What is D4RT?
D4RT (Dynamic 4D Reconstruction and Tracking) is a unified AI model from Google DeepMind that reconstructs dynamic 4D scenes (3D space plus time) from monocular video, disentangling camera and object motion efficiently.
When was D4RT announced?
D4RT was introduced by Google DeepMind on January 22, 2026, via their official blog post.
Is D4RT open-source or publicly available?
No, D4RT is currently a research model with no code, weights, or public demo released; only the technical report and project page are available.
How fast is D4RT compared to previous methods?
It processes one-minute videos in about 5 seconds on a single TPU, up to 300x faster than prior state-of-the-art approaches.
What tasks does D4RT support?
It enables all-pixels 3D tracking, point cloud reconstruction, camera pose estimation, and long-term prediction through a single query interface.

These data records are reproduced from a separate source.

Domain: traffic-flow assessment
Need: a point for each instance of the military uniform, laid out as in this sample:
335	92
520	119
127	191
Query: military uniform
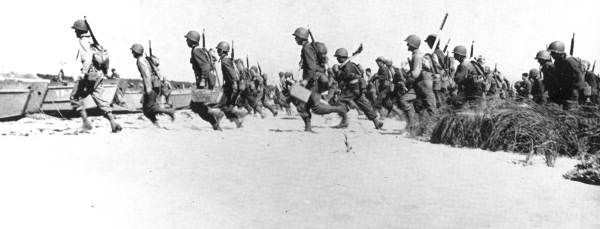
230	89
311	65
93	79
201	64
150	107
572	77
350	76
470	83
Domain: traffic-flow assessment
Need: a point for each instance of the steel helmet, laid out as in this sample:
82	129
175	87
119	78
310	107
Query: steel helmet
534	72
388	62
341	52
193	35
223	46
556	47
542	55
430	38
301	32
321	48
137	48
413	41
460	50
80	25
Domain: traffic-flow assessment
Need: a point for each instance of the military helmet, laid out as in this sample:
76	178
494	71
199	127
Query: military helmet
341	52
223	46
534	72
556	47
413	41
321	48
80	25
388	62
460	50
301	32
193	35
431	38
137	48
542	55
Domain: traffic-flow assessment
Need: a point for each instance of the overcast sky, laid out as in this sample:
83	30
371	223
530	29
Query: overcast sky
37	38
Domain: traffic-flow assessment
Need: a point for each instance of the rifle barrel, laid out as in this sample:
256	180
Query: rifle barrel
572	44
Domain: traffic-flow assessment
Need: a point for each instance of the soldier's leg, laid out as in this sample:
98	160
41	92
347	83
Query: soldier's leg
572	99
364	105
157	109
206	114
406	105
79	92
104	105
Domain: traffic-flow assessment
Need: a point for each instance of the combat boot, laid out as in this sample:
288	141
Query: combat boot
85	125
378	124
217	114
114	126
343	122
307	126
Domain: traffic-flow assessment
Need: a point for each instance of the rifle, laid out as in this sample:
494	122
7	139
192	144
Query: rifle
572	44
203	40
212	64
354	54
259	69
91	33
447	43
247	62
150	59
437	34
472	42
315	48
232	51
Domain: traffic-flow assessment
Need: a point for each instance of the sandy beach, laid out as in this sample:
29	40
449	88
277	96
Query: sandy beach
270	174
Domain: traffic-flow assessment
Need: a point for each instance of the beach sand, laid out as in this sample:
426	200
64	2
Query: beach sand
271	174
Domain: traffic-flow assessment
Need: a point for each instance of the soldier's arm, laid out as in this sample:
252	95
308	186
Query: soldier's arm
576	72
85	55
416	66
460	74
202	62
229	70
309	58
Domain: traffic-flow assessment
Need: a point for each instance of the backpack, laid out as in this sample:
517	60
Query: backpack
154	62
100	58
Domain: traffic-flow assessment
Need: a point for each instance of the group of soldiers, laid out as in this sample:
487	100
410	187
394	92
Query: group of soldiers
561	79
416	89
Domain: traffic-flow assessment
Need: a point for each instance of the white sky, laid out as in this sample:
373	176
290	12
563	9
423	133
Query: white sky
37	36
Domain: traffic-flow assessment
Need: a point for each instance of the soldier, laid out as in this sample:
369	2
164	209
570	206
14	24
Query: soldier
439	62
92	82
201	64
421	69
525	86
230	85
266	97
350	76
468	80
570	74
550	80
313	68
249	95
382	80
311	61
397	76
150	106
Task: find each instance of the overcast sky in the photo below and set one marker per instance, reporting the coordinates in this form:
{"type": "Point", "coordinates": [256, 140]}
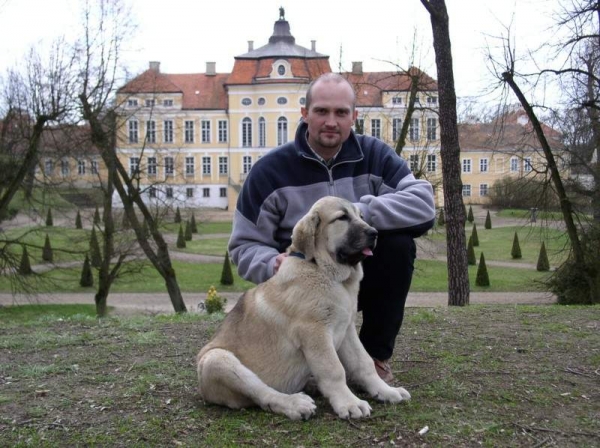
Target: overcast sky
{"type": "Point", "coordinates": [184, 34]}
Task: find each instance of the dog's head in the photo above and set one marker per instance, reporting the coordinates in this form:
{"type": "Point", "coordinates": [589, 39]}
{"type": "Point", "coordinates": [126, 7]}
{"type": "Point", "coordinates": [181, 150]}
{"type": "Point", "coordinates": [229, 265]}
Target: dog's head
{"type": "Point", "coordinates": [333, 228]}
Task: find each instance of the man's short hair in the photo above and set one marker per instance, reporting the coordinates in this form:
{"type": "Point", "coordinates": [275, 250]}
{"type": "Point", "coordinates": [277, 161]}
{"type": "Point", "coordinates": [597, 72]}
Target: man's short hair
{"type": "Point", "coordinates": [329, 77]}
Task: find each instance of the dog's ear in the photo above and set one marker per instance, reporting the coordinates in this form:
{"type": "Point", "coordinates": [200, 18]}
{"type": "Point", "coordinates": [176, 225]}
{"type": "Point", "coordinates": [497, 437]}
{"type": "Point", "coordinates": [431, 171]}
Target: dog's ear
{"type": "Point", "coordinates": [304, 234]}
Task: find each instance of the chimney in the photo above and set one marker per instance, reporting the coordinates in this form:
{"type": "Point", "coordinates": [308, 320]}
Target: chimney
{"type": "Point", "coordinates": [211, 68]}
{"type": "Point", "coordinates": [155, 65]}
{"type": "Point", "coordinates": [357, 68]}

What are D4RT’s main applications?
Primarily robotics (dynamic navigation/manipulation), augmented reality (low-latency scene understanding), and advancing AI world models for physical perception.
What benchmarks does D4RT excel on?
It achieves SOTA on MPI Sintel (complex motion), Aria Digital Twin (ego-motion/occlusions), and RE10k (diverse scenes) for 4D reconstruction and tracking.
Who developed D4RT?
D4RT was developed by Google DeepMind researchers Guillaume Le Moing and Mehdi S. M. Sajjadi.